Fino a che si parla di quattro portafogli, nulla di grave o preoccupante, ma se i furti vengono commessi ai danni di centinaia di cittadini al giorno, tra lavoratori e turisti, commessi in maniera sistematica e recidiva (come evidenziato dai commissariati di Polizia e stazioni dei Carabinieri) da parte quasi sempre delle stesse ben note bande organizzate, allora tali reati iniziano ad avere un peso rilevante per la sicurezza (oltre che della pazienza) degli onesti cittadini.
Queste note categorie “protette”, per le quali lo Stato e i comuni sborsano cifre non indifferenti a loro favore, non possono giustificare certi atti di criminalità quotidiana con la scusante della povertà, o presunta tale, oppure dell’emarginazione e del razzismo.

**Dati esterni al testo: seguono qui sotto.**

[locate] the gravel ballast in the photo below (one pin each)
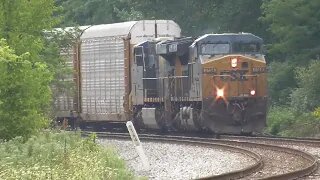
(179, 161)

A tale proposito andrebbe ricordato che in Italia vivono molti immigrati stranieri i quali, nonostante la presente piaga del razzismo, sono comunque riusciti ad integrarsi e a lavorare onestamente. Come mai la stessa cosa non possiamo riscontrarla anche in quelle categorie protette (tra l’altro sono persone nate in Italia, anche se di etnia diversa) alle quali appartengono la maggioranza delle ragazze viste rubare sotto la metropolitana?
Persino il sindaco di Roma Ignazio Marino recentemente non ha potuto fare a meno di costatare una tale realtà: «Puntiamo alla formazione scolastica ma prima serve il rispetto della legalità. Sono stanco e furibondo di sentire denunce continue su roghi, furti, atti illeciti. Su questo la tolleranza, d’ora in poi, sarà pari a zero», ha dichiarato su un noto quotidiano.

Ultimamente il peso di una sorta di “dittatura latente”, sempre più pressante da parte delle più alte istituzioni, sembrerebbe inibire la legittima denuncia e lo sdegno dei comuni cittatini qualora i suddetti reati siano commessi da persone originarie di particolari e note etnie “protette”. E qui entrano in gioco le aggressioni morali di tanti buonisti fanatici che pur di difendere certe categorie cosiddette deboli, fingono di ignorare il problema dell’illegalità, accusando di razzismo, con patetica insistenza e ossessione, tutti coloro i quali certe illegalità le riconoscono e le subiscono a tutti gli effetti.

Esistono inoltre varie associazioni costituite per tutelare i diritti di queste minoranze, ma spesso, alcune di esse, si dimenticano dei doveri. Un ente in particolare, arricchisce le proprie casse con alcuni dei risarcimenti di numerose denuncie per istigazione al razzismo verso organi di stampa che avrebbero solamente adempito al comune diritto di cronaca. La cosa singolare sta nel fatto che il titolare dell’associazione in questione vanta una pesante condanna penale per appropriazione indebita e falso ideologico!

Se è vero che spesso la questione dell’illegalità viene usata anche come pretesto per alimentare l’odio razziale, è anche ben evidente che il vero razzismo non ha nulla a che vedere con il rispetto della legge, perché in Italia, come in tutto il mondo, la legge dovrebbe essere uguale per tutti, senza l’esclusione delle categorie deboli o protette dal diffuso ostentato perbenismo che spesso contribuisce a ostacolare il rispetto della legalità e dei diritti di tutti i cittadini.